Accession version Assembly
NC_000001.10, NC_000002.11, ... GRCh37
NC_000001.11, NC_000002.12, ... GRCh38
NC_012920.1 (chrM) Both (same accession)

An optional assembly parameter can be provided for validation. If the accession implies a different assembly, an error is raised.

HGVS to UVID

The parser converts HGVS notation to VCF-style coordinates (chromosome, position, REF, ALT) and then encodes them as a UVID.

# Substitution (reference-free)
uvid hgvs-encode "NC_000001.11:g.12345A>G"

# Deletion (needs reference)
uvid hgvs-encode "NC_000001.11:g.12345_12347del" -r hg38.2bit

# With assembly validation
uvid hgvs-encode "NC_000001.10:g.12345A>G" -a GRCh37
from uvid import hgvs_to_uvid

# Substitution
uvid = hgvs_to_uvid("NC_000001.11:g.12345A>G")

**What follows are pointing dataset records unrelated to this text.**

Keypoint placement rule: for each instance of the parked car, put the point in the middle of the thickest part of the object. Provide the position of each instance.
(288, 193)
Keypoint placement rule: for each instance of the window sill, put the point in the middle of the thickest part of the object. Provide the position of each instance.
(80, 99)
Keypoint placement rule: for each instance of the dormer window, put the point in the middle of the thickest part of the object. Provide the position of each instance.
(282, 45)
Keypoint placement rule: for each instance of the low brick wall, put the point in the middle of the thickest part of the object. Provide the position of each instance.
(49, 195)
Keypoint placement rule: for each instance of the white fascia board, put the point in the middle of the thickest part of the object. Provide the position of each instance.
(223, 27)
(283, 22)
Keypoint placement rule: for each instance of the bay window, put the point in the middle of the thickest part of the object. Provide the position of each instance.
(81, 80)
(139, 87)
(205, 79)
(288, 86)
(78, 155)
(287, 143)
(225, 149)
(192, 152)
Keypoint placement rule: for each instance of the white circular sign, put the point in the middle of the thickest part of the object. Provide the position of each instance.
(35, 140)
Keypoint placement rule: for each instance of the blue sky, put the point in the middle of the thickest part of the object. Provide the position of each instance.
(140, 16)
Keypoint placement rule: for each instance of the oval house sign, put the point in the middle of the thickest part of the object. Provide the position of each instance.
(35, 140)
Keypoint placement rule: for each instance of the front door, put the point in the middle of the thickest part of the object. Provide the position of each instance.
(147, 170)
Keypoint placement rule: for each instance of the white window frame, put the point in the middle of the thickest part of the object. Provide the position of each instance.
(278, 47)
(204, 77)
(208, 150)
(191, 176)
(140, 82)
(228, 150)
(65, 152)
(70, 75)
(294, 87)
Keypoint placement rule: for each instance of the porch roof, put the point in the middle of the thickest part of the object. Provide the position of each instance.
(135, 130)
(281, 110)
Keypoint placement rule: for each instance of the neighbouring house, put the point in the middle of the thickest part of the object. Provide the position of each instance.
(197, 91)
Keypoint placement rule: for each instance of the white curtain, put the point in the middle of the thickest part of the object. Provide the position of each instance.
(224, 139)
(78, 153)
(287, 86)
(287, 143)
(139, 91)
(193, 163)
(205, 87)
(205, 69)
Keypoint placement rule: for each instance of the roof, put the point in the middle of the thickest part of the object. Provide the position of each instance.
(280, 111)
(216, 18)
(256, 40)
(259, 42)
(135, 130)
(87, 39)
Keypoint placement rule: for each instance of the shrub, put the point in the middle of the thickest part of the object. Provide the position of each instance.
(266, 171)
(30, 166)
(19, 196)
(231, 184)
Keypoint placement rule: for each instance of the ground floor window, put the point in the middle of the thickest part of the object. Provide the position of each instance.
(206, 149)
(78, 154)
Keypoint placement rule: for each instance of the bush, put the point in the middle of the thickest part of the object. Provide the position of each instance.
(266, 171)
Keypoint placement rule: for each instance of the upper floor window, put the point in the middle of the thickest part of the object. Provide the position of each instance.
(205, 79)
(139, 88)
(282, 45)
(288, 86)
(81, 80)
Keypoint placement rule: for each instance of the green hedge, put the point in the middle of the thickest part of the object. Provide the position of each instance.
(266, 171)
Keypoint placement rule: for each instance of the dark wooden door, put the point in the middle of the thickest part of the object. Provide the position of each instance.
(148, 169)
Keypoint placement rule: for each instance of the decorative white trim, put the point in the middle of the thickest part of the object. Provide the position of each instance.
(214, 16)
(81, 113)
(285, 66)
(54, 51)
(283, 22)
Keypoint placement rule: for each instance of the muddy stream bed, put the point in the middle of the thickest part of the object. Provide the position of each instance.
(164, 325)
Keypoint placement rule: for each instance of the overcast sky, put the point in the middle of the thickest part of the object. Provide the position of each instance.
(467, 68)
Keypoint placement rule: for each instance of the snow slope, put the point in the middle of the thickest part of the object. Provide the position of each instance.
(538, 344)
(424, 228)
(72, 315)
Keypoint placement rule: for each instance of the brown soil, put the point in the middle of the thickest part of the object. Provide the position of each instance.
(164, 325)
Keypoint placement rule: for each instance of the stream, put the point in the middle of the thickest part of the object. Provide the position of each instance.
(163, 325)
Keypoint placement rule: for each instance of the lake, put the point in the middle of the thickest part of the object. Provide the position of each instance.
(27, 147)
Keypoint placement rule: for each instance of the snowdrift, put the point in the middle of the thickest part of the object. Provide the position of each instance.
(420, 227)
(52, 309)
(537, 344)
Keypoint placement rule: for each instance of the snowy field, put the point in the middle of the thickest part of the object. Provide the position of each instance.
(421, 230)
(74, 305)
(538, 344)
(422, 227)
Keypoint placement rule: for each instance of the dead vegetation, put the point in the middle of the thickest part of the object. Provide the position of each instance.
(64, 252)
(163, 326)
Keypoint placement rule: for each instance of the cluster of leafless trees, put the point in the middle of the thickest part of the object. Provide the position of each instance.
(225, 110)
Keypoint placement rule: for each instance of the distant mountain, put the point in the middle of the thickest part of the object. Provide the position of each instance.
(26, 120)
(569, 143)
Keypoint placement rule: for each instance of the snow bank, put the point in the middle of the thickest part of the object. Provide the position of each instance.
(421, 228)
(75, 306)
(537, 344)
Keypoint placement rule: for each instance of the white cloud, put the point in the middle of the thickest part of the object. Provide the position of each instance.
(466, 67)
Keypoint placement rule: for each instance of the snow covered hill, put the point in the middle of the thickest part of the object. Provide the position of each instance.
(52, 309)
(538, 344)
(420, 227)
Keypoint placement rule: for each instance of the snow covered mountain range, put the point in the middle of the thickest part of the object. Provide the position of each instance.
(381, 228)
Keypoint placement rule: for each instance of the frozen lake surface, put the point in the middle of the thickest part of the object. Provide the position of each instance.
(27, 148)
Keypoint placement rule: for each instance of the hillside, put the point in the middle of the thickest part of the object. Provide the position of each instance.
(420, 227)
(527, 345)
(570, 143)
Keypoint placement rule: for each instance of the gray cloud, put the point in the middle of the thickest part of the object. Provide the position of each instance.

# With reference genome for indels
uvid = hgvs_to_uvid(
    "NC_000001.11:g.12345_12347del",
    reference="hg38.2bit",
)

# With assembly validation
uvid = hgvs_to_uvid(
    "NC_000001.10:g.12345A>G",
    assembly="GRCh37",
)

UVID to HGVS

Decoding a UVID produces HGVS notation with the RefSeq accession appropriate for the stored assembly.

By default, same-length REF/ALT variants are output as delins. Duplication and inversion detection is opt-in via the detect_dup_inv option, since it requires comparing allele sequences.

# Basic decode
uvid hgvs-decode 00003039-40000001-00000000-00000006

# With duplication/inversion detection
uvid hgvs-decode <uvid-hex> --detect-dup-inv -r hg38.2bit
from uvid import uvid_to_hgvs

hgvs_str, warnings = uvid_to_hgvs("00003039-40000001-00000000-00000006")
# "NC_000001.11:g.12345A>G"

# Opt-in dup/inv detection
hgvs_str, warnings = uvid_to_hgvs(
    uvid_hex,
    detect_dup_inv=True,
    reference="hg38.2bit",
)

Warnings

The conversion functions return a list of warnings in the following cases:

  • Length-mode alleles: Alleles longer than 20 bp are stored in length-mode in the UVID. The HGVS output uses N-repeats as an approximation since the exact sequence is unavailable from the UVID alone.
  • Inversion length: When an inversion allele exceeds 12 characters and may have been stored in length-mode, a warning notes that the sequence is approximate.

Coordinate Mapping

HGVS and VCF use different conventions for representing variants:

Variant Type HGVS VCF
Substitution g.12345A>G -- position of the changed base pos=12345, REF=A, ALT=G
Insertion g.12345_12346insACT -- flanking positions pos=12345, REF=\<anchor>, ALT=\<anchor>ACT
Deletion g.12345_12347del -- range of deleted bases pos=12344, REF=\<anchor>XXX, ALT=\<anchor>
Delins g.12345_12347delinsACT -- range + inserted seq pos=12345, REF=XXX, ALT=ACT

This is why a reference genome is needed for indels: the anchor base and deleted sequences must be looked up from the reference.